Gitlab runners on SKS
In this documentation, we will guide you through the steps to set up and run autoscaled Gitlab runners on Exoscale SKS clusters with Karpenter. This allows you to efficiently manage your CI/CD workloads by automatically scaling the number of Gitlab runners based on demand, reducing massively operating costs.
Prerequisites
As a prerequisite for the following documentation, you need:
- An Exoscale SKS cluster on the Pro plan with Karpenter addon enabled.
- Access to your cluster via
kubectlandhelm. - Basic Linux knowledge.
If you do not have access to an SKS cluster, follow the Quick Start Guide.
Configure Karpenter nodepools
We will create one ExoscaleNodeClass and two NodePools, one for the SKS kube-system and the Gitlab Runner manager, and one for
the Gitlab Runner jobs.
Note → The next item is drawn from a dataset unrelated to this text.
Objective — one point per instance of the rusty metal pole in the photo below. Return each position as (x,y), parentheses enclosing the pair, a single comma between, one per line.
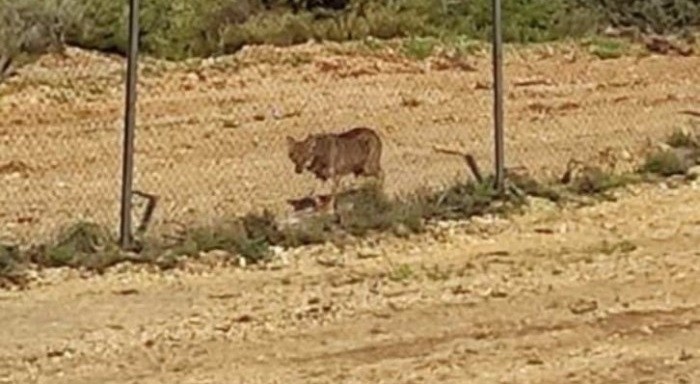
(125,231)
(497,50)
Here is the configuration:
---
apiVersion: karpenter.exoscale.com/v1
kind: ExoscaleNodeClass
metadata:
name: system
spec:
# imageTemplateSelector automatically selects the appropriate OS template
# based on Kubernetes version and variant (alternative to templateID)
imageTemplateSelector:
# version: Kubernetes version (semver format like "1.34.1")
# If omitted (or if you use imageTemplateSelector: {}), the control plane's
# current Kubernetes version will be auto-detected at runtime
version: "1.35.0"
# variant: Template variant (optional, defaults to "standard")
# Options: "standard" for regular workloads, "nvidia" for GPU-enabled nodes.
variant: "standard"
diskSize: 50
securityGroups:
- <sks-security-group-id>
# Optional: Define anti-affinity groups to spread nodes across failure domains
antiAffinityGroups: []
---
apiVersion: karpenter.exoscale.com/v1
kind: ExoscaleNodeClass
metadata:
name: gitlab-runners
spec:
# imageTemplateSelector automatically selects the appropriate OS template
# based on Kubernetes version and variant (alternative to templateID)
imageTemplateSelector:
# version: Kubernetes version (semver format like "1.34.1")
# If omitted (or if you use imageTemplateSelector: {}), the control plane's
# current Kubernetes version will be auto-detected at runtime
version: "1.35.0"
# variant: Template variant (optional, defaults to "standard")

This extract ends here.